I ran a bunch of water through my Berkey and filled up some jugs to store. A few months later, we took some camping and two of the three gallons smelled like pee...so much that I thought someone actually had peed in them.

Fast forward to a few weeks ago and I had filtered water in the Berkey that was about a week old. Go to take a drink, and there's that smell again!

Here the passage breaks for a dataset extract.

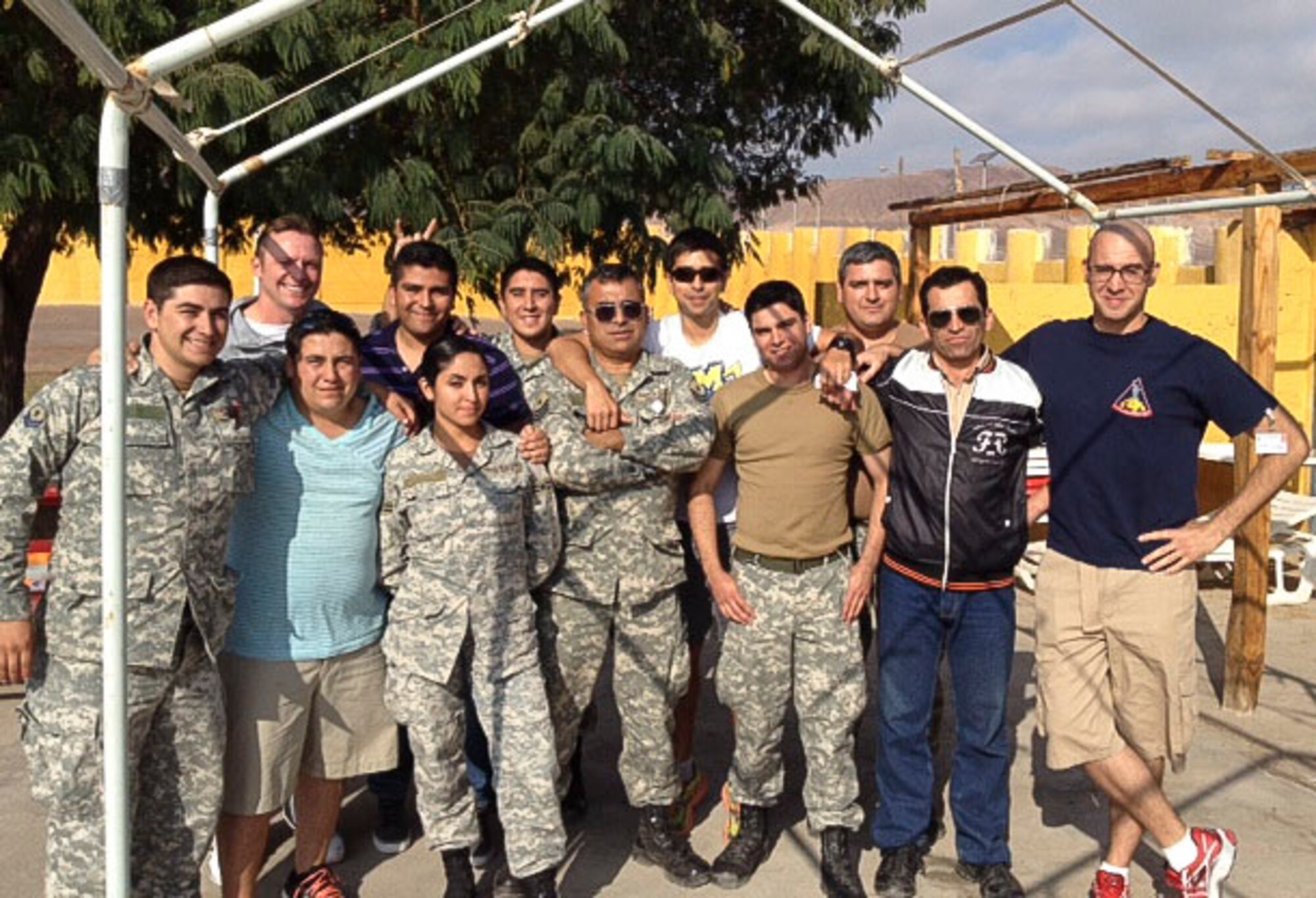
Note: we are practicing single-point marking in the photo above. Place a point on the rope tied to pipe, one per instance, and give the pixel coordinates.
(523, 23)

I'm becoming concerned about the safety of my Berkey water for this and other reasons. What would cause it to smell like that?


----------



## CortneyT (Sep 8, 2021)

Did you ever find out the issue? We just noticed this with our Berkey after new filters.


----------



## ItsJustMe (Dec 12, 2020)

I did an internet search and was surprised at the results. Many having similar problems. I will do the red dye test and if I can locate a lab, will have tests done. After reading others problems, I may stop using mine.


----------



## IggyThump (Sep 7, 2013)

How long have you had your system and how often is it used? The reason I ask is we’ve had our Crown Berkey for several years and use it daily, generally cycling the full reservoir over the course of a couple days. I’ve wanted to get some extra filters but if they’re having issues with new ones then I’ll just stick with using 4.


----------



## inceptor (Nov 19, 2012)

IggyThump said:


> How long have you had your system and how often is it used? The reason I ask is we’ve had our Crown Berkey for several years and use it daily, generally cycling the full reservoir over the course of a couple days. I’ve wanted to get some extra filters but if they’re having issues with new ones then I’ll just stick with using 4.


We have 2 Big Berkey's that are used daily. The tanks are filled daily and no issues here.


----------



## Dukers (Jan 28, 2017)

We also have a Big Berkey that gets cycled at least daily. No issues here.


----------